What type of material are you doing on the current tour?
“Most of the songs we’re playing are from our new album, which is called ‘Cactus Versus Brezel.’ But we also like to play the old hits that people want to hear. Because we want them to be happy!
We have songs in Japanese, English, German, French, and Spanish. It’s good to study languages. If you want to learn everything with a French accent, it’s perfect!”
What determines what language a song will be in?
“Normally, for the songs which are in French, German, or English, I just get an idea in a certain language, so I don’t really think about it. Sometimes I have a little phrase that comes into my head in German, sometimes in French, rarely it is in English immediately. For the others, I can speak a little bit but cannot really work in these languages, so I just ask some people to make translations of the songs. Generally, the songs in German are completely different from the songs in French, because the way of writing songs in German is completely different. When I write songs in German, normally I need a really funny idea–something really original and funny.”
How is it different performing in different countries, where the general native language of the audience differs?
“We always have different set lists, depending on where we are playing. If we go to South America, we play much more songs in Spanish, and on this tour we are trying to play more songs in English. It depends where we play. And when we play [in] other languages, we explain what the songs are about.”
Can you talk about the making of ‘Cactus Versus Brezel’?
“We recorded it all in Los Angeles in a studio that has equipment from the 50s and 60s. We recorded with big tape machines and huge, old fashioned microphones. We recorded it a bit like the Beatles would have recorded! We didn’t use any computers at all. It’s all analog. If somebody buys a vinyl record, this object will never have been in touch with digital. It’s completely old fashioned. We wanted to do that because we noticed that the analog sound is much more warm and alive than digital sound. And also we wanted it to sound more like a live show. So we played everything live and had only eight tracks to use. The only things that we did later on were the vocals and some little solos. It’s not sounding perfect, but it’s sounding really warm and human. That’s what we wanted to do.”
What tracks have you had the best response to so far?

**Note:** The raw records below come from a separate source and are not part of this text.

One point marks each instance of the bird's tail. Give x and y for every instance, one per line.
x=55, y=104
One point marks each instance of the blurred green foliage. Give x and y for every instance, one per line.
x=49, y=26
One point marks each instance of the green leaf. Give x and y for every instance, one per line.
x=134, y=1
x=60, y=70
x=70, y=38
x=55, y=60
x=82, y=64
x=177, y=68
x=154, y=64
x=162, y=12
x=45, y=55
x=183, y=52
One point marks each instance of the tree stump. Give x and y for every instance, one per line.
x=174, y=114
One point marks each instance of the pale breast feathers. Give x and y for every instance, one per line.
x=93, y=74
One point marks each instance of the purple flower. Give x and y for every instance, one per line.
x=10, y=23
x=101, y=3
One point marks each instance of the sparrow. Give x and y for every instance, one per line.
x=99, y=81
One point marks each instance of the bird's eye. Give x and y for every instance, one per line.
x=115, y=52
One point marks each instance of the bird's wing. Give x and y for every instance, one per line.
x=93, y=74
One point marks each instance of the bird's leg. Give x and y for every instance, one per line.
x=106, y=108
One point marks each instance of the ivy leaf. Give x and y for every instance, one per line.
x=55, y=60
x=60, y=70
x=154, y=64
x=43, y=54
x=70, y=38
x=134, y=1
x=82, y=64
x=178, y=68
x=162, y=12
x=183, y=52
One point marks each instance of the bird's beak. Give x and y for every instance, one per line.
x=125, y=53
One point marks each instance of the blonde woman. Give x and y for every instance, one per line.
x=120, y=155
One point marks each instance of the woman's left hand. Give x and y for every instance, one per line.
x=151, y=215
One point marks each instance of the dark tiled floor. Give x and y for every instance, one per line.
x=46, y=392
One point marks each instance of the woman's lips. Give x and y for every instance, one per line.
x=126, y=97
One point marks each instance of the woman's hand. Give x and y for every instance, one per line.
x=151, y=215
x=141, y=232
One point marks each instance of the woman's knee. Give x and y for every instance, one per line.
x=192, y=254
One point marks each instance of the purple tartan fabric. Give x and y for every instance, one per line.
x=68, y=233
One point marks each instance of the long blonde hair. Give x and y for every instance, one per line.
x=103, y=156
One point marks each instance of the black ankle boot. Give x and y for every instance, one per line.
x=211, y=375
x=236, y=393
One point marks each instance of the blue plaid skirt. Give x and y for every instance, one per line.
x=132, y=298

“In Europe, the song on the radio, especially in Germany where we come from, is ‘Die Frau in der Musik’. It’s a very feministic sound about the the position of the female musician in the male music world. It’s really a funny song. Other songs that people like are “Pixelize Me” and also a song that we recorded in five minutes at the very end of our recording sessions called “We Don’t Wanna Dance.” We’ll see in the tour which songs people like best in the US.”
The album just came out in the US, but wasn’t it originally released last year overseas?
“It came out last fall in Europe. We wanted to wait [for a US release] until we could go on tour, rather than releasing a recording and going on tour months later.”
What made you use ‘Cactus versus Brezel’ as the title?
“The title is kind of an accident. The designer took this drawing and was putting some letters on it, and put ‘Cactus versus Brezel’. So we kept it for the title. Everyone is asking us, ‘did you have a big argument?’ Well, ok, we’re always having arguments when we are making music, but that is normal.”
When creating new music, do you generally start off with lyrical or music ideas?
“Every time it’s different. Sometimes I’ll have an idea for a lyric, sometimes there will be music first and I think about lyrics for it. Sometimes we’ll just be have a jam session. Generally, Brezel is collecting sound ideas and I write lots and lots of songs. I could write ten songs a day, though most of them are shit! [laughs].”
Going back to your being able to write songs very quickly, do you ever go back to older, previously unfinished songs and then complete them?
“Yeah, sure. On this record, for example, there is a song called “Ein Lied für Vegetarier” – this song I wrote on the early 90’s. I don’t throw anything away.”
Previously you had a song called ‘Everybody In The Discotheque (I Hate)’ and the new album has a song with similar subject matter. Could you elaborate on your feelings towards discotheques?
“We have a song on the new album called ‘We Don’t Wanna Dance.’ We are living in Berlin, which is the city of techno discotheque. It’s fun twice a year, but not really our thing. Because in Berlin people are always singing songs about ‘let’s go dancing, we want to have fun, we want to dance and have crazy parties!’ So just to make them angry, we say we don’t like to [laughs]. But’s it’s just a joke, it’s ok.”